Until recently, Yahoo! had an advertising program similar to Google’s Adsense. Webmasters could show ads from Yahoo!’s network and share in the profits when people clicked on the links. Although basically similar, Yahoo!’s version was much more restrictive: fewer websites were accepted into their network and webmasters could only display ads to visitors from the United States. I can understand why Yahoo! would want to limit payment to clicks coming from a single (huge and wealthy) country, but the way they implemented this requirement struck me as odd. It was the webmaster’s responsibility to make sure no one from outside the US saw their ads. This meant that I had to install Geo-IP software on my server, which maps the unique numerical identifiers of visitors to their country of origin. Installing this software is a pain, and you have to update it regularly with the latest free or paid versions of the database, or else the information becomes inaccurate. Yahoo!, with all its infrastructure and CPU power and economies of scale, was making thousands of individual webmasters perform a task best handled by a giant IT company, like, say, Yahoo!

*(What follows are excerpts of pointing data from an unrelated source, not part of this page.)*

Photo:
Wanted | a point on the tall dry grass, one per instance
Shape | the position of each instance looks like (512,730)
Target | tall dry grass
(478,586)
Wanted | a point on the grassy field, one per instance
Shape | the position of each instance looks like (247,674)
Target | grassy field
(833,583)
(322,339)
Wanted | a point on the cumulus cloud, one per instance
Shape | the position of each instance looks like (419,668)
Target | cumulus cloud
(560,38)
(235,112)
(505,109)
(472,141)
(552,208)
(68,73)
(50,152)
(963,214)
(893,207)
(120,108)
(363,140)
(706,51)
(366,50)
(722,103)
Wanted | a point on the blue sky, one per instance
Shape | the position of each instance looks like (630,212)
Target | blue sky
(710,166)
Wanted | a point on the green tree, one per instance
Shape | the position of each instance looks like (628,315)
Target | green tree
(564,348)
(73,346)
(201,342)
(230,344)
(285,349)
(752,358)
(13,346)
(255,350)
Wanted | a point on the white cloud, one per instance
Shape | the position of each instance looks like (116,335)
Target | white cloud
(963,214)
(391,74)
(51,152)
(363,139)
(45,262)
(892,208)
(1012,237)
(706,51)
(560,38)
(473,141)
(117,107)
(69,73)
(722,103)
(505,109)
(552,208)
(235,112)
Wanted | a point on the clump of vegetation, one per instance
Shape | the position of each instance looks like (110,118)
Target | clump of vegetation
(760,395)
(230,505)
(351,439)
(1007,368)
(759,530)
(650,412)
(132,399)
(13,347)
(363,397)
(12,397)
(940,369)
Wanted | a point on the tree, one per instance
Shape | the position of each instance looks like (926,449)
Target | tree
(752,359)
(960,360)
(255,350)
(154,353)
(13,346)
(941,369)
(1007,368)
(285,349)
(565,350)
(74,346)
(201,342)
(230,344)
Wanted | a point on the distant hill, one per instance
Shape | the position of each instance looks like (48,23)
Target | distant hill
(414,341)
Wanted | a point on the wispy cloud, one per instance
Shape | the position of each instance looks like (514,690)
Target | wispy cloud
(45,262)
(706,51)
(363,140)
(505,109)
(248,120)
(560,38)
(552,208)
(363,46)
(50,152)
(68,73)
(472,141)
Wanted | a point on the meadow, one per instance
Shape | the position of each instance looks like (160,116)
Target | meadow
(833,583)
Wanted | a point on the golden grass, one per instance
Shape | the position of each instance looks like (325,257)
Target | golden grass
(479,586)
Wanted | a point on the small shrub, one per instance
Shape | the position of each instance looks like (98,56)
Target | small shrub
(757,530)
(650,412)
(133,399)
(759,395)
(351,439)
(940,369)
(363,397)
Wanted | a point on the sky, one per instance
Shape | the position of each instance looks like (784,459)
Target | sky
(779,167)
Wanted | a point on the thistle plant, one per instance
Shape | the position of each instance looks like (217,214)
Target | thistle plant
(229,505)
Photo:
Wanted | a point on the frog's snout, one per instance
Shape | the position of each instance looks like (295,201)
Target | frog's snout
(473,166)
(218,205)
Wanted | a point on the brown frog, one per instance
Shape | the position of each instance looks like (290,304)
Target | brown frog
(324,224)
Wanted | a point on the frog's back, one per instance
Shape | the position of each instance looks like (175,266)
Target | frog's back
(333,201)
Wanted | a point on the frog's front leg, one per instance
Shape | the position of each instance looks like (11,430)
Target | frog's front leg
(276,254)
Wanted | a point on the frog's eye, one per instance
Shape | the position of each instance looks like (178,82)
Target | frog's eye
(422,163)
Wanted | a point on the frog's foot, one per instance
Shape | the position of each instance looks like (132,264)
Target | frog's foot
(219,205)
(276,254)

The other strange, and occasionally frustrating, thing about Yahoo!’s program was the high volatility in payment amounts. On average, the earnings from their ad network were good, but I would see days when a website made $50 and others when it made $2.11, sometimes from the same number of visitors or even the same number of clicks. Variability is built in to programs like this, but I found Yahoo!’s results to be way more inconsistent that Google’s or even some of the much smaller companies with their own advertising networks. You might think that only the average matters, but high volatility leads to poorer decision making. Imagine the following two scenarios: in one, you see the revenue from a advertising program slowly and steadily decline over the course of months. Time to find a different program. In the other scenario, payouts vary widely from month to month. Some are fantastic, some very poor. How can you tell when to leave the program, and when to expand your use of it? There are ways to measure non-obvious trends with time series analysis. But no matter which tool you use, the more “noise” in your data stream, the worse your predictions will be.

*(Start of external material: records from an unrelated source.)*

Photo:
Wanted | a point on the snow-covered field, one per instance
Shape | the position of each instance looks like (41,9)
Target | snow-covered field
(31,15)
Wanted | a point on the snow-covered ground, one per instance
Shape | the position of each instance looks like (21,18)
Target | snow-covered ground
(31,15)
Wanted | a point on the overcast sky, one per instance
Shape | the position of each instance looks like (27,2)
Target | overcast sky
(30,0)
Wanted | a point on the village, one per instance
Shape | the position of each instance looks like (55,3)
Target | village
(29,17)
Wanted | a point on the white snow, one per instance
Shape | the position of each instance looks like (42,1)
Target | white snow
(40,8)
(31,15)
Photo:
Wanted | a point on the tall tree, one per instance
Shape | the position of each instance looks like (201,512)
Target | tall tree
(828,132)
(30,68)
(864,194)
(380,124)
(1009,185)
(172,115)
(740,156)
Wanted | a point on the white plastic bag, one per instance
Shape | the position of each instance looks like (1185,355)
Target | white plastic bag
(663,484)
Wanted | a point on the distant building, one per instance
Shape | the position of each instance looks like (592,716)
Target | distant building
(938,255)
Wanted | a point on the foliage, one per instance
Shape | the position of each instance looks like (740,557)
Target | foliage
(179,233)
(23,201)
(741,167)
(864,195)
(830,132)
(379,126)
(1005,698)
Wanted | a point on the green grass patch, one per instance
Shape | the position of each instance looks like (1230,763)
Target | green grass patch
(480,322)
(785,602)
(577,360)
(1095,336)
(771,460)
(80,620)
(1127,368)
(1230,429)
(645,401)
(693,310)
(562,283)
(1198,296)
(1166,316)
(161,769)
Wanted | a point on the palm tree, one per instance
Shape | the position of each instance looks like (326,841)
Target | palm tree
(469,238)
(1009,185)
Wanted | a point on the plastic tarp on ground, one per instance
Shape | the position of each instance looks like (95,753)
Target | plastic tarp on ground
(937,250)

High volatility in Yahoo!’s payouts was so prolonged that it couldn’t have been just a matter of growing pains. Either no-one at Yahoo! was looking into payment variability at the level of individual users (it’s possible that the total revenue generated by their program, summed across all users, was much more stable), or they didn’t see why this was a problem.
Finally, we have the issue of the worthless check. When Yahoo! closed their program, they had to send out final checks, even to those users with balances below the regular minimum threshold (most programs require $50 or so in earnings before they send you a check). One possibility is that Yahoo!’s algorithm never looked to see if the amount owed was positive before cutting a check. That would be really dumb. Another, slightly-more-favorable explanation is that they really owed me 0.5 cents, so their algorithm saw this as a positive balance. It looked like I should be getting a check, but then Yahoo!’s check-printing software rounded down to the nearest penny and I end up with $0.00. Either way, I see this as a final indicator that Yahoo! just isn’t thinking very hard about their data. By contrast, Google and other companies seem to understand that their business depends on managing data with a huge amount of human intelligence and understanding. Data is dumb, Yahoo! needs to be smarter.